The Phillies got hammered 15-1 by the Royals on Monday. Cy Young contender Cristopher Sanchez got lit up for nine runs on 12 hits. It was ugly. So on Tuesday night in Cincinnati, Philadelphia needed someone to stabilize the ship. Zack Wheeler did more than that. He almost sank it.
Wheeler took the mound at Great American Ball Park and delivered seven innings of near-dominant work. He gave up a solo homer to Eugenio Suarez, sure. Four hits total. No walks. And he punched out 14 Reds hitters, tying his own career best. That’s 24 strikeouts across his last two starts. Not bad for a guy who had thoracic outlet decompression surgery last September.
The right-hander lowered his ERA to a slick 2.28 after this one. He’s got 98 strikeouts through 87 innings this season. He won’t be at the All-Star Game representing the host Phillies — that honor went elsewhere — but his numbers say he belongs there.
How Wheeler Bounced Back
His last start against the Pirates was uneven. Not terrible, but not this. Tuesday night was a different animal. He had the Reds swinging at air, working fast, throwing strikes, and never really letting them breathe after the Suarez homer. The Phillies won 4-1, and it felt more lopsided than the score shows.
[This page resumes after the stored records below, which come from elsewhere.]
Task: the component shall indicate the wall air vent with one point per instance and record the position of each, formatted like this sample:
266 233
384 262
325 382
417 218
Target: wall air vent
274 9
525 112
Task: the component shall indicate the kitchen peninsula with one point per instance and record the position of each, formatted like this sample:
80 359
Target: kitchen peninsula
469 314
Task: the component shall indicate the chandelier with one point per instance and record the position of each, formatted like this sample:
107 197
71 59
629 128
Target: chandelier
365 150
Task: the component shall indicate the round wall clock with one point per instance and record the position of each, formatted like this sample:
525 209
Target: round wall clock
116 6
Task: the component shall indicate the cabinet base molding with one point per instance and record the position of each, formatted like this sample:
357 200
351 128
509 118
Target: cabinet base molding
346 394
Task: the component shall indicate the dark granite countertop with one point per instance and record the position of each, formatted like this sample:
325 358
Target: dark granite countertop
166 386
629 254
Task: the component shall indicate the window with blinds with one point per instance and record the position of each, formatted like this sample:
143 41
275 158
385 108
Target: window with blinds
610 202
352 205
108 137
Wheeler is 34 now. He’s been through the surgery, the rehab, the questions about whether he’d come back the same guy. So far, the answer is yes. Maybe better. His fastball still has life. His slider is a weapon. And he’s throwing with the kind of confidence that comes from knowing you’ve already beat the hardest part.
Sanchez has been the rotation’s ace for a year and a half. Kyle Schwarber is having another MVP-caliber year. Bryce Harper looks like his old self. Jhoan Duran has a sub-1.50 ERA. Brandon Marsh is playing the best baseball of his career. But Wheeler is still the guy this team trusts when they need a stop.
He couldn’t help the Phillies last October against the Dodgers, who went on to win the World Series. He watched Game 4 slip away from the dugout and remembers the look on his teammates’ faces. That’s stuck with him. This season, he’s pitching like a man with something to prove.
Opposing hitters might want to say a prayer before facing him. He’s not slowing down.